January 31, 2013
Freddie Mac released its weekly update on national mortgage rates this morning, showing a continuing upward trend.
Thirty-year fixed rate mortgages (FRM) spiked sharply this week, rising 11 basis points in comparison to last week to hit 3.53% -- a new high for this still-young year and the first week the 30-year fixed-rate mortgage has averaged above 3.5% since Sept. 13, 2012. Fifteen-year FRMs are up a similar 10 basis points, to 2.81%.
Adjustable-rate mortgages are also on the rise. After three weeks of stasis, 5/1 ARMs rose three basis points to reach 2.7%, while one-year ARMs tacked on two basis points and now stand at 2.59%.

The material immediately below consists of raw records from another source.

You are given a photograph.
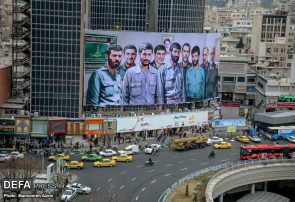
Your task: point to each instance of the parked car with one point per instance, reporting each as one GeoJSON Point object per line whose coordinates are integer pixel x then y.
{"type": "Point", "coordinates": [255, 138]}
{"type": "Point", "coordinates": [91, 157]}
{"type": "Point", "coordinates": [242, 138]}
{"type": "Point", "coordinates": [104, 163]}
{"type": "Point", "coordinates": [222, 145]}
{"type": "Point", "coordinates": [214, 140]}
{"type": "Point", "coordinates": [61, 156]}
{"type": "Point", "coordinates": [68, 194]}
{"type": "Point", "coordinates": [108, 153]}
{"type": "Point", "coordinates": [80, 188]}
{"type": "Point", "coordinates": [74, 164]}
{"type": "Point", "coordinates": [4, 157]}
{"type": "Point", "coordinates": [150, 148]}
{"type": "Point", "coordinates": [123, 158]}
{"type": "Point", "coordinates": [130, 149]}
{"type": "Point", "coordinates": [291, 139]}
{"type": "Point", "coordinates": [17, 155]}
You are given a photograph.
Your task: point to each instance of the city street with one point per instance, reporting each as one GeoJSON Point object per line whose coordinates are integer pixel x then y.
{"type": "Point", "coordinates": [137, 182]}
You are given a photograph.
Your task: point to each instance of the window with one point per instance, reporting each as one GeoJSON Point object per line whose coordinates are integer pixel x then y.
{"type": "Point", "coordinates": [229, 79]}
{"type": "Point", "coordinates": [241, 79]}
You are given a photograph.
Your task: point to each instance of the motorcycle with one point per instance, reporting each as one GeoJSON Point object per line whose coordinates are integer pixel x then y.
{"type": "Point", "coordinates": [149, 163]}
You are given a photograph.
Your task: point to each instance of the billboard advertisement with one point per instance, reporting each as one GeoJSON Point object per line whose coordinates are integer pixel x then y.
{"type": "Point", "coordinates": [145, 68]}
{"type": "Point", "coordinates": [228, 122]}
{"type": "Point", "coordinates": [151, 122]}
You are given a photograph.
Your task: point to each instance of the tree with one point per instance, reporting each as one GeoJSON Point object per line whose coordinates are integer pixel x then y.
{"type": "Point", "coordinates": [26, 168]}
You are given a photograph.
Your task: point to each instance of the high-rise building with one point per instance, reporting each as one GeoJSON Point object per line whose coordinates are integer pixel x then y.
{"type": "Point", "coordinates": [147, 15]}
{"type": "Point", "coordinates": [56, 73]}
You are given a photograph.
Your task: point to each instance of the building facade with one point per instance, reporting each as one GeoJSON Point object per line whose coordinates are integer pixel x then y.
{"type": "Point", "coordinates": [56, 63]}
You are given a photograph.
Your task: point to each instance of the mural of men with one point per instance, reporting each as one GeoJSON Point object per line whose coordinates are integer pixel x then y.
{"type": "Point", "coordinates": [205, 64]}
{"type": "Point", "coordinates": [212, 76]}
{"type": "Point", "coordinates": [159, 55]}
{"type": "Point", "coordinates": [140, 82]}
{"type": "Point", "coordinates": [105, 84]}
{"type": "Point", "coordinates": [195, 78]}
{"type": "Point", "coordinates": [130, 52]}
{"type": "Point", "coordinates": [170, 79]}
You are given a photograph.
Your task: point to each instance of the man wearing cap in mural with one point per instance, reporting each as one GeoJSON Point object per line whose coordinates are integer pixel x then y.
{"type": "Point", "coordinates": [212, 76]}
{"type": "Point", "coordinates": [159, 55]}
{"type": "Point", "coordinates": [129, 57]}
{"type": "Point", "coordinates": [170, 79]}
{"type": "Point", "coordinates": [140, 82]}
{"type": "Point", "coordinates": [195, 78]}
{"type": "Point", "coordinates": [105, 84]}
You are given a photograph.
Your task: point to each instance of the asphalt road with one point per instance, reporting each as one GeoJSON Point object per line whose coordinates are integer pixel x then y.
{"type": "Point", "coordinates": [135, 181]}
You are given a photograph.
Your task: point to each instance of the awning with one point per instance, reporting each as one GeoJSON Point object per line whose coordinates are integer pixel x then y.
{"type": "Point", "coordinates": [39, 135]}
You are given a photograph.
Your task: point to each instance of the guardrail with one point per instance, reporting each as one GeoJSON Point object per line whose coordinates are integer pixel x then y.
{"type": "Point", "coordinates": [226, 167]}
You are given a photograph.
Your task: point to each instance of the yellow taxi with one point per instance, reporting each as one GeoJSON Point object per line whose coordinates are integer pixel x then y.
{"type": "Point", "coordinates": [61, 156]}
{"type": "Point", "coordinates": [123, 158]}
{"type": "Point", "coordinates": [222, 145]}
{"type": "Point", "coordinates": [75, 164]}
{"type": "Point", "coordinates": [242, 138]}
{"type": "Point", "coordinates": [104, 163]}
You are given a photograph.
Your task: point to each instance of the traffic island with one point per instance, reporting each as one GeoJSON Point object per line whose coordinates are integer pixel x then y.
{"type": "Point", "coordinates": [193, 190]}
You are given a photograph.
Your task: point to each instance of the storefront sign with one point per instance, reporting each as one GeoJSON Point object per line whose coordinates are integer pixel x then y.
{"type": "Point", "coordinates": [151, 122]}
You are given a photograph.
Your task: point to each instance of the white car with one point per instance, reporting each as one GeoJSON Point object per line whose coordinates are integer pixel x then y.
{"type": "Point", "coordinates": [68, 195]}
{"type": "Point", "coordinates": [291, 139]}
{"type": "Point", "coordinates": [108, 153]}
{"type": "Point", "coordinates": [214, 140]}
{"type": "Point", "coordinates": [17, 155]}
{"type": "Point", "coordinates": [254, 138]}
{"type": "Point", "coordinates": [150, 148]}
{"type": "Point", "coordinates": [4, 157]}
{"type": "Point", "coordinates": [81, 189]}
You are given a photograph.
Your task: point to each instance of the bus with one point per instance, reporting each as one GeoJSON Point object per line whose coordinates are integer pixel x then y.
{"type": "Point", "coordinates": [287, 98]}
{"type": "Point", "coordinates": [267, 151]}
{"type": "Point", "coordinates": [280, 132]}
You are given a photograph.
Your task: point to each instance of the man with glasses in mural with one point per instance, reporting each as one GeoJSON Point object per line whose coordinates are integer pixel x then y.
{"type": "Point", "coordinates": [140, 82]}
{"type": "Point", "coordinates": [195, 78]}
{"type": "Point", "coordinates": [170, 79]}
{"type": "Point", "coordinates": [130, 52]}
{"type": "Point", "coordinates": [105, 84]}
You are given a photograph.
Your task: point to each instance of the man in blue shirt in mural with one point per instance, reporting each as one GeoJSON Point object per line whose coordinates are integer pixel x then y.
{"type": "Point", "coordinates": [195, 78]}
{"type": "Point", "coordinates": [140, 82]}
{"type": "Point", "coordinates": [170, 79]}
{"type": "Point", "coordinates": [130, 52]}
{"type": "Point", "coordinates": [105, 84]}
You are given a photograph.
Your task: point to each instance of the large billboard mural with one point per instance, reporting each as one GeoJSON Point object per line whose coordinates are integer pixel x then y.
{"type": "Point", "coordinates": [145, 68]}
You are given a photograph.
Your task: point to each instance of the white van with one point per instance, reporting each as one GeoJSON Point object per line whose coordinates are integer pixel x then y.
{"type": "Point", "coordinates": [130, 149]}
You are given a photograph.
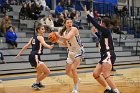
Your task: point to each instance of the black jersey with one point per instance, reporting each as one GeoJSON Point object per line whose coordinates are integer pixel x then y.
{"type": "Point", "coordinates": [106, 41]}
{"type": "Point", "coordinates": [37, 47]}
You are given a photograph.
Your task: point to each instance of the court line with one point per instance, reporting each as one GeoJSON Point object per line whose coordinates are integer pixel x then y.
{"type": "Point", "coordinates": [63, 73]}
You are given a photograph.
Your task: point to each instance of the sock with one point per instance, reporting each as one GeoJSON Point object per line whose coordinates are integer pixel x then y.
{"type": "Point", "coordinates": [116, 90]}
{"type": "Point", "coordinates": [107, 87]}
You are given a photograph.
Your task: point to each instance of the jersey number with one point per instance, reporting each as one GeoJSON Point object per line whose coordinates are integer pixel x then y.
{"type": "Point", "coordinates": [69, 43]}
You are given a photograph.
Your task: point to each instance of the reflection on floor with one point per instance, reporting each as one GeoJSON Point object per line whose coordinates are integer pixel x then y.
{"type": "Point", "coordinates": [127, 79]}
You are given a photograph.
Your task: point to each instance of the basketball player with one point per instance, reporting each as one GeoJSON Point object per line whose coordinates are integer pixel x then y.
{"type": "Point", "coordinates": [108, 56]}
{"type": "Point", "coordinates": [72, 41]}
{"type": "Point", "coordinates": [37, 43]}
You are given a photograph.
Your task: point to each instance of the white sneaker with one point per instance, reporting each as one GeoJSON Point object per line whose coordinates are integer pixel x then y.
{"type": "Point", "coordinates": [74, 91]}
{"type": "Point", "coordinates": [0, 81]}
{"type": "Point", "coordinates": [79, 80]}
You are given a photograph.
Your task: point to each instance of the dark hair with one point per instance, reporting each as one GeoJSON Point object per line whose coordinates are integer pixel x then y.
{"type": "Point", "coordinates": [10, 27]}
{"type": "Point", "coordinates": [64, 27]}
{"type": "Point", "coordinates": [107, 22]}
{"type": "Point", "coordinates": [38, 27]}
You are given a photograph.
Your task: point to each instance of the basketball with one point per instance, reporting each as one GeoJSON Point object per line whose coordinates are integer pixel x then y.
{"type": "Point", "coordinates": [53, 37]}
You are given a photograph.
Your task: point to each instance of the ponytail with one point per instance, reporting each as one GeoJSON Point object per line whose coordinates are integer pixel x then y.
{"type": "Point", "coordinates": [63, 30]}
{"type": "Point", "coordinates": [64, 27]}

Commenting on the numbers, Freddie Mac Vice President and Chief Economist Frank Nothaft said: "Mortgage rates continued to trend upwards this week amid a growing economy led in part by the recovering housing market. For instance, new home sales totaled 367,000 in 2012, the most in three years and reflected the first annual increase in seven years. Pending home sales in 2012 averaged its highest reading since 2006. And the S&P/Case-Shiller 20-city composite house price index rose 5.5 percent over the 12-months ending in November 2012, the largest annual growth since August 2006. All of these factors helped residential fixed investment to add nearly 0.4 percentage points to real GDP growth in the fourth quarter alone."